Unless you’re among close friends, sharing postpartum experiences is socially taboo. Can you imagine chitchatting with the supermarket cashier about why you purchased Tucks wipes without even having hemorrhoids? I rest my case.
Nevertheless, today’s post is meant to shed light on a couple of postpartum essentials that no one else might tell you about. Male readers and anyone not pregnant or ever hoping to be, feel free to click out of this post now & learn how to make chocolate truffle cake instead.
One of the most important items in my maternity suitcase is always mama cloth.
Until a few years ago, I’d never even heard of cloth sanitary napkins, also referred to as mama cloth. In the strangest of places, a sunny arts festival in downtown San José, Costa Rica, I came across a booth of semi-hippies selling cloth pads, and figured I’d give them a try.
Four years and two babies later, I’m an ambassador of cloth pads, both for monthly use and especially for postpartum. Cloth pads can be soaked and laundered with normal clothing, or if you’re a cloth diapering mom, tossed in with the diaper laundry. They’ve saved me tons of money and that terrible sticky feeling of plastic, ahem…down there. Pictured is one of the brands I own, Caroline’s Creations, high-quality handmade by a mom.
The other postpartum essential I can’t live without is cloth nursing pads.
Some privileged women never leak breast milk and can live without these, and then there are the rest of us. You can buy cotton bamboo, or hemp nursing pads with or without a waterproof backing to ensure no peek-a-boo leaks on your favorite top.
Cloth breast pads can also be tossed right into the wash with any load of clothing and are so much more comfortable and breathable than disposables. Check out Etsy shops, like My Sunshine Designs, or go here where mamas often even give them away.

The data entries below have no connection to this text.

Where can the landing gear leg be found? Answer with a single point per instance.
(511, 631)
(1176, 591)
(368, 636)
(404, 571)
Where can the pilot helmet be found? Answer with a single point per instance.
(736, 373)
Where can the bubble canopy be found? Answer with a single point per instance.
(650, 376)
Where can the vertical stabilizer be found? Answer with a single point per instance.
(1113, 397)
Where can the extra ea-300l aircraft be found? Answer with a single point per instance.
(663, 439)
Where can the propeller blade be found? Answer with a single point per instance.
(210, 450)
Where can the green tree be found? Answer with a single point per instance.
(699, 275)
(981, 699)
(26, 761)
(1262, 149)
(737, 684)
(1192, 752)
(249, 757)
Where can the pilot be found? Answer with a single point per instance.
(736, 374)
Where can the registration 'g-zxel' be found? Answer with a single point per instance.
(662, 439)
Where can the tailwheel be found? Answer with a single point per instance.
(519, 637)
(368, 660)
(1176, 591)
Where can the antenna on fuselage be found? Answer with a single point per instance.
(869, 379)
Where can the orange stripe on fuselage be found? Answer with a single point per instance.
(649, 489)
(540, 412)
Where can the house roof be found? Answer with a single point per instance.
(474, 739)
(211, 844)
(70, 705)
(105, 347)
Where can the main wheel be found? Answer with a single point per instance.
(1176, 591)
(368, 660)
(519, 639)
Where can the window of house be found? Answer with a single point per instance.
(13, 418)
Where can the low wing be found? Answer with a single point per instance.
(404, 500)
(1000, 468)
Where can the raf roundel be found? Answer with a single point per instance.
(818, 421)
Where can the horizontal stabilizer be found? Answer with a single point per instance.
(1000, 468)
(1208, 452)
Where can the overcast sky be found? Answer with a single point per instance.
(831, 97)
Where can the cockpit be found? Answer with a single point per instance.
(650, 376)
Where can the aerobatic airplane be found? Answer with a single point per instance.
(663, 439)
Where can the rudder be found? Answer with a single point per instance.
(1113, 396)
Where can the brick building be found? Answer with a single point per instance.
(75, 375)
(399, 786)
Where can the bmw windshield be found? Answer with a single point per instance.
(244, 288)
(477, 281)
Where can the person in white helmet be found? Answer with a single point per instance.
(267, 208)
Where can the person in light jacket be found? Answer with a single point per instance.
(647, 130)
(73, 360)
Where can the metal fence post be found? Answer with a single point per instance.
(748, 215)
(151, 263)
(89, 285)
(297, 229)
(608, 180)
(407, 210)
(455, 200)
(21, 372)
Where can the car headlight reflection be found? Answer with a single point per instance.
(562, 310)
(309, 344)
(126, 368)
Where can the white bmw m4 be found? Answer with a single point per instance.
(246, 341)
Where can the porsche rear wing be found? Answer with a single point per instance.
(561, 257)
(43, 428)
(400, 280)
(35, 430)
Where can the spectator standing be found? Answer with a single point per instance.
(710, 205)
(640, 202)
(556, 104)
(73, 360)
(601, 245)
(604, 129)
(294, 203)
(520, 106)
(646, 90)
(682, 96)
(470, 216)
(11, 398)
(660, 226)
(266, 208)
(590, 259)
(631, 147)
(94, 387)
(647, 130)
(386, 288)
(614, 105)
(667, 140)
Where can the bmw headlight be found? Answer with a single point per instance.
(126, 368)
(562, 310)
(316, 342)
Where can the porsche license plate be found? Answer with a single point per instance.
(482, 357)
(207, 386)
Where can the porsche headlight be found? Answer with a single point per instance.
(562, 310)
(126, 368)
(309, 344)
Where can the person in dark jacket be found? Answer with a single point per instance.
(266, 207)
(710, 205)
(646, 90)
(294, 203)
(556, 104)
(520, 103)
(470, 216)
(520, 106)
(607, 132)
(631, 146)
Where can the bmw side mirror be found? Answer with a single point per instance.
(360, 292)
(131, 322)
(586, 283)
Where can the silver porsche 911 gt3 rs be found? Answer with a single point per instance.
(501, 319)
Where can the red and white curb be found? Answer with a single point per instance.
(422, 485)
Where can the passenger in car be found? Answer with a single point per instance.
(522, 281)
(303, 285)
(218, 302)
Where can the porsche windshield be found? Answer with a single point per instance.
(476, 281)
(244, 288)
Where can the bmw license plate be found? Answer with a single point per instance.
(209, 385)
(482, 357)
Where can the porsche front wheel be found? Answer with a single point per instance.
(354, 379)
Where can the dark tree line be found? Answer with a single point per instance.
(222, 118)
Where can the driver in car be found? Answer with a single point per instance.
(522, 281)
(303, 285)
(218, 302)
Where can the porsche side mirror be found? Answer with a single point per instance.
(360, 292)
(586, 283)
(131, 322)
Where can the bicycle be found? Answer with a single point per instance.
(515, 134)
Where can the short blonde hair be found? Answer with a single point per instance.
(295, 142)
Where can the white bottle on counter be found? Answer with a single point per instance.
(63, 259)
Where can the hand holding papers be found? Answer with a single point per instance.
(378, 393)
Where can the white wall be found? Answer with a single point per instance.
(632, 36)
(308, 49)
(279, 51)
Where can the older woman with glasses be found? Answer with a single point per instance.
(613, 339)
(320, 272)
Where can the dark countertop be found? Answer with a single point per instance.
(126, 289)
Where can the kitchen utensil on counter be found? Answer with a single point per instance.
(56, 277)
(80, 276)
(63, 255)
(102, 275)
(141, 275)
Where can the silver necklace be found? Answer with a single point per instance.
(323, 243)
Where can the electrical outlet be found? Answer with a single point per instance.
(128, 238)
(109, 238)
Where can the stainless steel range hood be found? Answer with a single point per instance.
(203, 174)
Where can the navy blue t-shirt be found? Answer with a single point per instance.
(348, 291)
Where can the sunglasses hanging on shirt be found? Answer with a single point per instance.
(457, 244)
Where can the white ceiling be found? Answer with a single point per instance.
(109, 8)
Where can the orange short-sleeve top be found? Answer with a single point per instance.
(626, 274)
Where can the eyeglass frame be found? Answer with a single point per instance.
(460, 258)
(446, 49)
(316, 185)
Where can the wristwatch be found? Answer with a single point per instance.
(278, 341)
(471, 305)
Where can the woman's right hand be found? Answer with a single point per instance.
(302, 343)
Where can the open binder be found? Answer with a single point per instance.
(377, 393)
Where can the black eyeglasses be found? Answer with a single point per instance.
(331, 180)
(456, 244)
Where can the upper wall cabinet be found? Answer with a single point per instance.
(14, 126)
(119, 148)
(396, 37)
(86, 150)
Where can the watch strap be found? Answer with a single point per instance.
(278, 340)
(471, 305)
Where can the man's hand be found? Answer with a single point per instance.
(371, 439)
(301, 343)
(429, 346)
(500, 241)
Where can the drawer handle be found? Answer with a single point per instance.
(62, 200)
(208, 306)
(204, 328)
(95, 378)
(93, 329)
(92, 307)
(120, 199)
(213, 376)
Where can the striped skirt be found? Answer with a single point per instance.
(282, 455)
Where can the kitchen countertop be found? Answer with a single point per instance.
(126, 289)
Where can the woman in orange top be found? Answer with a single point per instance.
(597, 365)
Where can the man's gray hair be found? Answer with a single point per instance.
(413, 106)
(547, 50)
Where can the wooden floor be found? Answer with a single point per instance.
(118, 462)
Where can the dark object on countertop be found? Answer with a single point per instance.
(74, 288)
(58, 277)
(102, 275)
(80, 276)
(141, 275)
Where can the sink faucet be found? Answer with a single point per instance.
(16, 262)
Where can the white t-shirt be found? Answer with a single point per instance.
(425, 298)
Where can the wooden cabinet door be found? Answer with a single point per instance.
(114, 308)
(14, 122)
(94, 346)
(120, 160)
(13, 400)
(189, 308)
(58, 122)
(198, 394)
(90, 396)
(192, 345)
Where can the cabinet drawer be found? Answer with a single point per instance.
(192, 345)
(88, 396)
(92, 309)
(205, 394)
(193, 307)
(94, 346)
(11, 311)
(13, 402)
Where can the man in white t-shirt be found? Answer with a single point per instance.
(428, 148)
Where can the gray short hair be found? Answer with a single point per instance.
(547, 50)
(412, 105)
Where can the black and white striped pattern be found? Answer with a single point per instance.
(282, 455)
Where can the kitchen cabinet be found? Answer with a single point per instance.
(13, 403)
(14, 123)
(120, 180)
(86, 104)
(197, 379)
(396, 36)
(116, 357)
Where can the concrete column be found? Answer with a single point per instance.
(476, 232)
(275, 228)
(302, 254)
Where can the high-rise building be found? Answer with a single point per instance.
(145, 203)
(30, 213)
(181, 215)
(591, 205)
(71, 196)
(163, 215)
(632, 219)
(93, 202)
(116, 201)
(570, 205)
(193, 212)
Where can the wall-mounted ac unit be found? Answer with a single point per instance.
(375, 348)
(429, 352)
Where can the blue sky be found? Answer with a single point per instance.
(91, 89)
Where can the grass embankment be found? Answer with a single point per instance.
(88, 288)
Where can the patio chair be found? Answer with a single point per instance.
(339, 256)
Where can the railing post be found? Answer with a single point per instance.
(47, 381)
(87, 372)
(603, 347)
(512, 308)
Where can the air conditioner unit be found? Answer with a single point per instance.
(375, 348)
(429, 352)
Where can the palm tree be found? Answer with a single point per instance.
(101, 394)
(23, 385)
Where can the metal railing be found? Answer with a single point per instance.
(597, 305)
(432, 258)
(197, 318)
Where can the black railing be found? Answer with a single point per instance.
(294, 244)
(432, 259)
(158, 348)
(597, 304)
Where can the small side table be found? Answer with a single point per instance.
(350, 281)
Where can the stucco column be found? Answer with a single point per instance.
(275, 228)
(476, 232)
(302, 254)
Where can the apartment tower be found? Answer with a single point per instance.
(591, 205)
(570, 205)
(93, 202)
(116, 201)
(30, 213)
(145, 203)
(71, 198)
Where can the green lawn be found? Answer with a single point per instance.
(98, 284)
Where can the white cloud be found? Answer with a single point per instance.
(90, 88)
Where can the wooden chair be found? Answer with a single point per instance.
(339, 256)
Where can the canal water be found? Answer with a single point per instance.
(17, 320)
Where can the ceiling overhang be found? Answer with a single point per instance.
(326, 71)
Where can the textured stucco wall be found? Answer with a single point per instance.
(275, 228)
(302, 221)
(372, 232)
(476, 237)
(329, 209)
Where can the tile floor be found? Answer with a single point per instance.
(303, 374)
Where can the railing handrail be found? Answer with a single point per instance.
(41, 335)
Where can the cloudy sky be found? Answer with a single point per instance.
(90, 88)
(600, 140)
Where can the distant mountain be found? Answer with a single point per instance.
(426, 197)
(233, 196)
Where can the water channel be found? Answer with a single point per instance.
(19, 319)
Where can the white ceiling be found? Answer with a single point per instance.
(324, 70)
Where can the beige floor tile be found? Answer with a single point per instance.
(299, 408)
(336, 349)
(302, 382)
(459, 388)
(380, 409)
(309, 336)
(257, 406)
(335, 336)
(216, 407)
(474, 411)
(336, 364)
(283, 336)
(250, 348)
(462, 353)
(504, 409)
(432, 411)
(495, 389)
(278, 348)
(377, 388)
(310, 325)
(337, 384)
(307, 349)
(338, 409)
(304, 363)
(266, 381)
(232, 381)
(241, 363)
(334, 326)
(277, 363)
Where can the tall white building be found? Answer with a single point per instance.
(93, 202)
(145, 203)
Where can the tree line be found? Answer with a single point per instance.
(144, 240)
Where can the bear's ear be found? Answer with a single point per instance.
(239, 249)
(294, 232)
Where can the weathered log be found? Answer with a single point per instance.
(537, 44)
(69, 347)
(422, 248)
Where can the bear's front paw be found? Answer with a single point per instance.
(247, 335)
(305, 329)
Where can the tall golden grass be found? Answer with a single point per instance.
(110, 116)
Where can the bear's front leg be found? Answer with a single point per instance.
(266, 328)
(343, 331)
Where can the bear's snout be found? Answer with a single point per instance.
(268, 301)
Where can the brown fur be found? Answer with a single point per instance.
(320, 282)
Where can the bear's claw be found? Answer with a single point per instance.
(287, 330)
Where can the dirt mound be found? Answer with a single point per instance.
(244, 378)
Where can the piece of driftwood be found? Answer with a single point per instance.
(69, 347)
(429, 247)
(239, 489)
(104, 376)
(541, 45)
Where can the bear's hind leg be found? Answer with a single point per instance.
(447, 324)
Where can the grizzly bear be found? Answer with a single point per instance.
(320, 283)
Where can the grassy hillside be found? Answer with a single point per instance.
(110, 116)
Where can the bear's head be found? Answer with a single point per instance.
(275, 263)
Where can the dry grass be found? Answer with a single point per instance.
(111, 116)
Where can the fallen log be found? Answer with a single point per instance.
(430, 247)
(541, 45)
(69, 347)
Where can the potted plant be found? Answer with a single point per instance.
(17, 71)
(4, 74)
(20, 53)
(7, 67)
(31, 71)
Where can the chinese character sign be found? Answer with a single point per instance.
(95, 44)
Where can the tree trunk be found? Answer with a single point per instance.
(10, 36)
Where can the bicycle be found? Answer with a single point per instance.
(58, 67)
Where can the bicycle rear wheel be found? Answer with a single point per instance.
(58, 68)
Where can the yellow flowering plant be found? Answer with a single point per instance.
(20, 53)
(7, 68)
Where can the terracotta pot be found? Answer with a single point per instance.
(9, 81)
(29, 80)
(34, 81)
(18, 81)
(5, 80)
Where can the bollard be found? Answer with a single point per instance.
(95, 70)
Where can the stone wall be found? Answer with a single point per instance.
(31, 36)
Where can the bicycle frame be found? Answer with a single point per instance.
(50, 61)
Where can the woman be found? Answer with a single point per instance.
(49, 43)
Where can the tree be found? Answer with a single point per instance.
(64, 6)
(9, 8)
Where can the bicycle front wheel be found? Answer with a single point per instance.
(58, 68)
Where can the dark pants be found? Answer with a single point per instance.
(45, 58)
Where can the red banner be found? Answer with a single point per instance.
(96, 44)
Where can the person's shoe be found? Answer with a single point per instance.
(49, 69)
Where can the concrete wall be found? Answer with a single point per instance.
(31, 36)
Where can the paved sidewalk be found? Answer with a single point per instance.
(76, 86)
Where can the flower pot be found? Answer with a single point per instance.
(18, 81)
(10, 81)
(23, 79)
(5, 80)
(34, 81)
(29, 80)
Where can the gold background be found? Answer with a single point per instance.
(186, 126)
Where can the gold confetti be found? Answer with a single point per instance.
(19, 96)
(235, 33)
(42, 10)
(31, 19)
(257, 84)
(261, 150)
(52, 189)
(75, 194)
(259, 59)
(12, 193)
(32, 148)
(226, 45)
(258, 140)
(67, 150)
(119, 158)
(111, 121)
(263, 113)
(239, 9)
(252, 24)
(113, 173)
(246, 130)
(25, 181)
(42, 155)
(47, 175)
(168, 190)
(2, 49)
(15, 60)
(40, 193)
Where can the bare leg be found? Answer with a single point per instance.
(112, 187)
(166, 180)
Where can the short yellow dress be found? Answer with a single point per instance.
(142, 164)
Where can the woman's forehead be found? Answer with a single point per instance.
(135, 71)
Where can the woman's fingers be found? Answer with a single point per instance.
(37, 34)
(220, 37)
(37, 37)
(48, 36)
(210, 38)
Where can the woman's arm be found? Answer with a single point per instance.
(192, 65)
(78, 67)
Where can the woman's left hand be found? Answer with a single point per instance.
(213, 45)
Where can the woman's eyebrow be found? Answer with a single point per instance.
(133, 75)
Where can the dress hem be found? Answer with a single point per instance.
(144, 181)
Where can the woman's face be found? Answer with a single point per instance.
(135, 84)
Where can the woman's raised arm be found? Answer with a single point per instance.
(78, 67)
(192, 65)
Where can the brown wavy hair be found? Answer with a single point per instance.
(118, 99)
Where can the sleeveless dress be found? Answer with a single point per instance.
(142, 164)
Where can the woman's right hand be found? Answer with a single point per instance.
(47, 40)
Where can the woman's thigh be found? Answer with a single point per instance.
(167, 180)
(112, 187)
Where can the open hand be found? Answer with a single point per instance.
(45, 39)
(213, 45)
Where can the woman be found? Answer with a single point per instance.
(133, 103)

Check out more of my postpartum articles here.
Tell me: Which postpartum items are top on your list?
Becca @ The Earthlings Handbook says
I loved cloth pads postpartum, too! Also cloth pantyliners while pregnant. I found that my mother, mother-out-law, even my brother did not mind washing them for me when I had pre-soaked them to remove most of the blood and put them in a zippered mesh bag that could be tossed into the washer and dryer without handling the pads directly.
My first birth was with a midwife in a hospital. My midwife suggested using the hospital’s washcloths (inside those weird mesh pants they give you) for the immediate postpartum bleeding. They were very absorbent, and I just tossed them into the Soiled Linens bin–they are accustomed to having bloody linens from the postpartum patients, so it’s no big deal, and it saved me from rinsing pads the first night.
Jelli says
Mesh bags…why didn’t I think of that? Clever way to make laundering a whole lot easier. Funny you mention the mesh panties at the hospital. Here in Costa Rica’s public hospital they just fold a bedsheet underneath your back and bring it up between your legs to cover you and absorb the blood. Feels disgusting but once they move you into a permanent room they pass out normal overnight sanitary pads.